Here is the basic path I followed. I sequenced using Illumina MiSeq and combined the forward and reverse reads (that were in two fastq files) using make.contigs. I combined the resulting fasta and qual files for the reads back into a fastq file using make.fastq. I made an oligo file with the barcodes and the subset of samples that I wanted in the final file. Then I created a mimark file (.tsv) using that oligo file using the make.mimark command and then went in and put in the necessary information. Finally, I created a project file (.project) and put in the necessary information for that. Then I used those four files in the make.sra command.
I am not sure which part is causing the confusion or if I have used an incorrect file type. Any advice would be greatly appreciated.
There is a comment about the quality scores output by make.contigs at the bottom of the corresponding wiki page. If I understand it well, it’s not correct to re-make a fastq file from them.
Thanks for your reply. Then how do I input a fastq file?

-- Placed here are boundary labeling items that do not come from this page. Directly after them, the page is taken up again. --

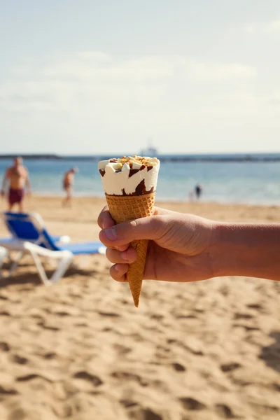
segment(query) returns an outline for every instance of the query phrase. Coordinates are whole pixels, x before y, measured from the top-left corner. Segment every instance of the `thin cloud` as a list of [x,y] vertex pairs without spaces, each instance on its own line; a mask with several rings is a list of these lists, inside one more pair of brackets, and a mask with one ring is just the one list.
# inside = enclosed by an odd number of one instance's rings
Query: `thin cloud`
[[262,23],[246,23],[244,29],[248,34],[280,34],[280,19]]

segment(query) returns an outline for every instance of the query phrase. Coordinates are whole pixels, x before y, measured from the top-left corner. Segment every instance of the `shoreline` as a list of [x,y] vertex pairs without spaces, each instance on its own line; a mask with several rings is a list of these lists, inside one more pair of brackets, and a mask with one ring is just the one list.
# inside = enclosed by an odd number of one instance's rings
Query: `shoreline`
[[[75,197],[66,208],[61,197],[36,195],[25,203],[50,234],[72,243],[98,240],[105,204]],[[280,222],[276,206],[156,205],[222,222]],[[6,206],[0,200],[0,210]],[[0,234],[10,236],[4,223]],[[42,262],[50,275],[55,261]],[[110,277],[105,255],[76,255],[74,265],[45,287],[24,255],[1,279],[1,420],[19,410],[30,420],[279,420],[280,282],[145,281],[136,309],[129,285]]]
[[[57,194],[45,194],[36,192],[32,194],[32,197],[34,198],[42,198],[42,199],[62,199],[64,197],[64,193],[57,193]],[[27,197],[28,200],[28,197]],[[74,200],[105,200],[104,195],[74,195],[73,197]],[[155,202],[159,204],[162,203],[172,203],[174,205],[176,204],[196,204],[196,205],[217,205],[217,206],[253,206],[253,207],[265,207],[265,208],[280,208],[280,200],[279,203],[273,203],[273,202],[267,202],[267,203],[259,203],[256,204],[254,202],[226,202],[226,201],[213,201],[213,200],[200,200],[199,201],[196,200],[178,200],[178,199],[172,199],[172,198],[158,198],[155,197]]]

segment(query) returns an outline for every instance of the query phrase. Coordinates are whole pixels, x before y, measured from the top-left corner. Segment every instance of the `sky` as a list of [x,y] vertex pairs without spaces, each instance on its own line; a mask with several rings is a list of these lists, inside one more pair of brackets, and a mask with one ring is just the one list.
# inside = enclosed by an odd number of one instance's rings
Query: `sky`
[[0,0],[0,154],[280,151],[279,0]]

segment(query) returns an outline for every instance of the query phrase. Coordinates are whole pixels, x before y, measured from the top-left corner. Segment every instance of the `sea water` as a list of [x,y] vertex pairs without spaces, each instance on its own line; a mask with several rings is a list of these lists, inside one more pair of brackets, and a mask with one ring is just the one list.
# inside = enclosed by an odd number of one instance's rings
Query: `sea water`
[[[159,156],[160,159],[160,156]],[[100,158],[67,159],[24,159],[32,191],[40,195],[62,195],[62,177],[69,168],[76,166],[74,192],[77,196],[104,195],[97,162]],[[280,162],[161,162],[157,199],[186,201],[195,186],[203,188],[201,200],[218,202],[280,204]],[[0,160],[0,174],[11,164],[11,160]]]

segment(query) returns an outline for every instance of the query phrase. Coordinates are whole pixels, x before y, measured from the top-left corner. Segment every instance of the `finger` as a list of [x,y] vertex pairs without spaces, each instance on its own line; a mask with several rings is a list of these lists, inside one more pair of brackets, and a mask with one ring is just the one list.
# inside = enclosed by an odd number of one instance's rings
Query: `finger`
[[113,248],[136,239],[160,239],[168,229],[168,216],[151,216],[115,225],[99,232],[105,246]]
[[127,281],[126,272],[128,264],[115,264],[110,267],[111,276],[117,281]]
[[114,264],[131,264],[136,261],[137,258],[137,253],[133,248],[129,248],[127,251],[120,252],[116,249],[107,248],[106,250],[106,256],[108,260]]
[[97,223],[102,229],[111,227],[115,225],[107,206],[105,206],[98,216]]

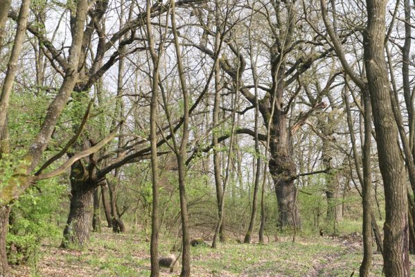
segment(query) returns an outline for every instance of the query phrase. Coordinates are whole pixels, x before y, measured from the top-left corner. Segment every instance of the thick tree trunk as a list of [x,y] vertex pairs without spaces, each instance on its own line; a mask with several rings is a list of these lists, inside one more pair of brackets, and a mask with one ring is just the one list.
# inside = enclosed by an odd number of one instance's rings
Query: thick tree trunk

Unfortunately, I don’t know… I am trying to prepare a dataset to submit to the SRA and I can’t figure out how to do it… I got the metadata file OK, but for the sequence file itself I’m stuck.
You are correct the quality scores outputted by the make.contigs command cannot be used to create a new fastq file. The make.sra file is expecting the fastq files you inputted into make.contigs. Have you tried that?
I see. I guess my question now is how I go about separating out the fastq files that I put into make.contigs. I have a couple of projects that I sequenced all at once and I needed to sort through them by the barcodes.
Thanks for your response.
Sarah’s answer to my post should help you How to prepare data for SRA submission? You need to prepare the list of sequences to exclude (.bad.accnos) from your fastq files and use remove.seqs to delete them from your fastq files (with the parameter accnos=.bad.accnos). remove.seqs will output a *.pick.fastq that you can use with make.sra and submit to SRA.
But I think that only removes certain sequences. I want to remove entire groups when they aren’t in their groups yet.
To remove entire groups in make.contigs or make.sra, set the group name to ‘ignore’ in the oligos file.
Thanks. That helps me to sort out how to remove groups.
So now I have a file that lists my forward fastq file, my reverse fastq file, the fastq index file (that shows what barcodes go with what sequence), and then states ‘NONE’; I have an oligo file that says ‘barcode’, then the sequence for that barcode, and then either says ‘ignore’ or the group name; I have a project file; and finally I have the mimark .txt file.
However, when I try to run it says ‘[ERROR]; Could not open’ over and over and everything winds up in the scrap folder. I am worried that this is because of the file that lists my various fastq files. I only have 1 line and I am not sure this is correct.
Thanks again for your help thus far.